I had a super busy (and super great!) weekend. Which left no time to record a video devotion.
So I'm reaching back into the archives and posting something I was thinking about nine years ago.
Praying God speaks to your heart, wherever you are today.




Karen

Friday, May 18, 2018

Seed-Ready

Ahhhh, it's ready.
My flowerbed is ready for seeds!!!

Yesterday I worked hard, digging up the top layer of ground in order to get rid of the grass and to make a place for the frame. I used a soil tiller thingy to break up the ground a bit, and then I added a couple bags of garden soil.
And now, now my flowerbed is ready for seeds.
The very seeds which inspired me to go through all the work of preparing a flowerbed.
(I received some flower seeds from my dear friends in Precepts, which I intended to put in flower pots on the deck. But then I discovered that the flowers would grow to 2-3 feet, and I decided that was too much for a flower pot. And what else is there to do but make a flowerbed???)
The thing is - like most projects taken on around the house and in the yard - preparing that flowerbed was a lot harder than I imagined it would be.
And I have the beginnings of callouses on my hands to prove it!
The other thing is - I have a feeling the effort (The callouses, the sweat, the aching back, the sore muscles, the bug bites, all of it.) is going to be completely worth it. Because I am going to plant seeds for three kinds of beautiful flowers (with lots of pink and purple!) and later this summer when I look out in my back yard I am going to be overcome by their beauty. And while I am enjoying their beauty, I am quite certain I will not be regretting the work I put into getting ready to plant them.
Rather, I think I'll be very glad I did it.

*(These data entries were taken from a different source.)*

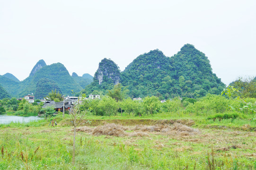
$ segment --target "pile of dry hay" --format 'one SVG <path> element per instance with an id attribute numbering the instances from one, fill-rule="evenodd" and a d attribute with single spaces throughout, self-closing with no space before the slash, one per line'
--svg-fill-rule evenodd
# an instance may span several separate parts
<path id="1" fill-rule="evenodd" d="M 133 132 L 126 132 L 125 130 L 133 130 Z M 133 128 L 128 128 L 114 123 L 106 124 L 95 128 L 88 127 L 79 127 L 77 131 L 90 133 L 95 136 L 107 135 L 114 136 L 149 136 L 148 133 L 160 132 L 168 135 L 178 134 L 182 136 L 194 135 L 199 134 L 198 129 L 187 126 L 175 123 L 173 125 L 156 125 L 154 126 L 137 125 Z"/>

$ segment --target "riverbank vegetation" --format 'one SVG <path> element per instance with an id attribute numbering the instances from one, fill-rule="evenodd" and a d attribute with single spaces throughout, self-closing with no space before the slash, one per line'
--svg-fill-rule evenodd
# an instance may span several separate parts
<path id="1" fill-rule="evenodd" d="M 256 170 L 255 98 L 231 86 L 222 95 L 163 102 L 124 91 L 118 85 L 101 100 L 84 100 L 76 129 L 62 113 L 0 125 L 0 169 Z M 14 111 L 12 100 L 1 101 L 7 112 L 53 113 L 25 100 Z"/>

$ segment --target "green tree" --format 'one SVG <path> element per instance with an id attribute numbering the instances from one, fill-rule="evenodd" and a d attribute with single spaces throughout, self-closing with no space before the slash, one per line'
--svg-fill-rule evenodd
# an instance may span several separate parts
<path id="1" fill-rule="evenodd" d="M 0 114 L 5 114 L 6 111 L 5 109 L 3 107 L 0 107 Z"/>
<path id="2" fill-rule="evenodd" d="M 145 112 L 153 115 L 160 108 L 160 102 L 155 96 L 146 97 L 143 99 L 142 105 Z"/>
<path id="3" fill-rule="evenodd" d="M 99 102 L 98 107 L 105 111 L 106 116 L 109 117 L 113 114 L 116 115 L 119 109 L 115 100 L 110 97 L 103 97 Z"/>
<path id="4" fill-rule="evenodd" d="M 135 102 L 132 101 L 130 98 L 124 99 L 122 102 L 122 107 L 125 111 L 125 112 L 127 113 L 127 117 L 129 116 L 131 117 L 131 113 L 132 113 L 132 115 L 133 115 L 135 109 Z"/>
<path id="5" fill-rule="evenodd" d="M 55 91 L 52 90 L 49 94 L 46 96 L 47 100 L 49 101 L 57 100 L 59 101 L 63 101 L 63 97 L 62 94 L 60 94 L 59 92 L 57 93 L 56 89 Z"/>
<path id="6" fill-rule="evenodd" d="M 85 97 L 85 95 L 84 94 L 83 96 L 82 96 L 82 98 L 84 98 Z M 80 99 L 79 99 L 79 100 Z M 80 108 L 80 107 L 81 105 L 76 104 L 75 106 L 71 107 L 69 110 L 69 113 L 71 115 L 71 119 L 72 120 L 71 122 L 74 126 L 74 134 L 73 136 L 73 152 L 72 157 L 72 164 L 73 165 L 75 164 L 75 161 L 76 127 L 80 124 L 82 121 L 82 119 L 85 116 L 86 112 L 88 111 L 88 110 L 81 111 L 81 110 Z"/>

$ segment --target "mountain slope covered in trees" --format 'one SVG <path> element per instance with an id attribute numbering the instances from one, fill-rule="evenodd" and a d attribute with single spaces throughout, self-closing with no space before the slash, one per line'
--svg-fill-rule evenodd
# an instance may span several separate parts
<path id="1" fill-rule="evenodd" d="M 10 98 L 10 95 L 5 89 L 0 85 L 0 99 Z"/>
<path id="2" fill-rule="evenodd" d="M 0 76 L 0 85 L 12 97 L 17 96 L 19 92 L 19 82 L 14 81 L 3 76 Z"/>
<path id="3" fill-rule="evenodd" d="M 113 88 L 114 85 L 119 83 L 120 79 L 120 70 L 118 66 L 110 59 L 105 58 L 99 63 L 93 82 L 87 85 L 82 92 L 87 94 L 105 94 L 107 90 Z"/>
<path id="4" fill-rule="evenodd" d="M 34 76 L 24 80 L 22 84 L 25 88 L 20 96 L 34 92 L 35 95 L 38 95 L 36 97 L 39 98 L 55 89 L 64 95 L 71 94 L 72 90 L 78 92 L 82 89 L 75 82 L 64 65 L 60 63 L 42 67 Z"/>
<path id="5" fill-rule="evenodd" d="M 78 80 L 70 76 L 62 64 L 47 66 L 41 60 L 36 63 L 29 76 L 24 80 L 20 82 L 11 74 L 7 73 L 0 76 L 0 85 L 9 94 L 8 96 L 10 97 L 23 97 L 33 93 L 36 99 L 42 99 L 52 90 L 56 90 L 64 95 L 71 95 L 72 90 L 79 92 L 92 81 L 93 78 L 90 75 L 85 74 Z"/>
<path id="6" fill-rule="evenodd" d="M 94 82 L 83 92 L 97 90 L 104 94 L 113 86 L 114 82 L 111 77 L 112 81 L 104 78 L 101 82 L 98 81 L 99 69 L 107 68 L 100 64 Z M 165 56 L 159 50 L 141 55 L 120 75 L 119 82 L 128 87 L 132 97 L 155 95 L 161 99 L 177 96 L 197 98 L 207 93 L 219 94 L 225 87 L 212 73 L 210 61 L 205 54 L 189 44 L 185 44 L 171 57 Z M 119 77 L 119 74 L 112 73 L 111 76 Z M 104 85 L 100 87 L 97 81 Z"/>
<path id="7" fill-rule="evenodd" d="M 82 76 L 79 76 L 76 73 L 72 74 L 72 77 L 76 82 L 84 88 L 87 85 L 92 82 L 93 77 L 88 74 L 84 74 Z"/>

What makes all the work on my flowerbed even sweeter to me is they way God has been speaking to my heart through it. Kinda like He was speaking to me Sunday.
I am well aware of the fact that God puts in a lot of work in His efforts to make me more like Jesus. And although I want to be a willing participant in the process I know I provide no shortage of things for Him to do, discipline He needs to dole out to me, and convictions He has to press upon me.
If it were possible for God to run out of patience, I'm sure I could take Him there. I'm sure He could get tired of digging me out of pits, and rooting sins out of my heart. It wouldn't surprise me if God wanted to stop repeating Himself every time I forget what He's been trying to teach me, or how He's been working to transform me.
But as I breathed deeply, rested my tired body, and rubbed my aching back - while anticipating the beauty of the flowers which are going to blossom as a result of my efforts - I got a sense of the joyful anticipation God must experience when He considers His children becoming like His Son.
And my heart filled with thanksgiving.
Ahhhh, Lord. Thank You for considering me worth it. Thank You for all the effort You exert in order to make me more like Jesus. Thank You for tilling the soil in my heart, for weeding out the sin, for feeding me with Your Word, for patiently tending to my growth. Please help me, Father, to walk in harmony with Your will for me. Help me to be seed-ready.

Karen

Thursday, May 17, 2018

Laughter is Good Medicine

I have a friend who enjoys puns and groan-able jokes as much as I do. And many evenings find us texting one-liners back and forth to one another.
My sons and husband often roll their eyes at the things which I find so hilarious, but I think they secretly enjoy watching me laugh so hard. :)
Anyway, last night I found some really good ones, and I thought I would brighten your day by sharing them with you here.

You're welcome.

I saw an ad for burial plots, and thought to myself this is the last thing I need.
"Doctor, there's a patient on line 1 that says he's invisible."
"Well, tell him I can't see him right now."
Thanks for explaining the word "many" to me. It means a lot!
OK. One more.
I got a new pair of gloves today, but they're both 'lefts' which, on the one hand, is great, but on the other, it just isn't right.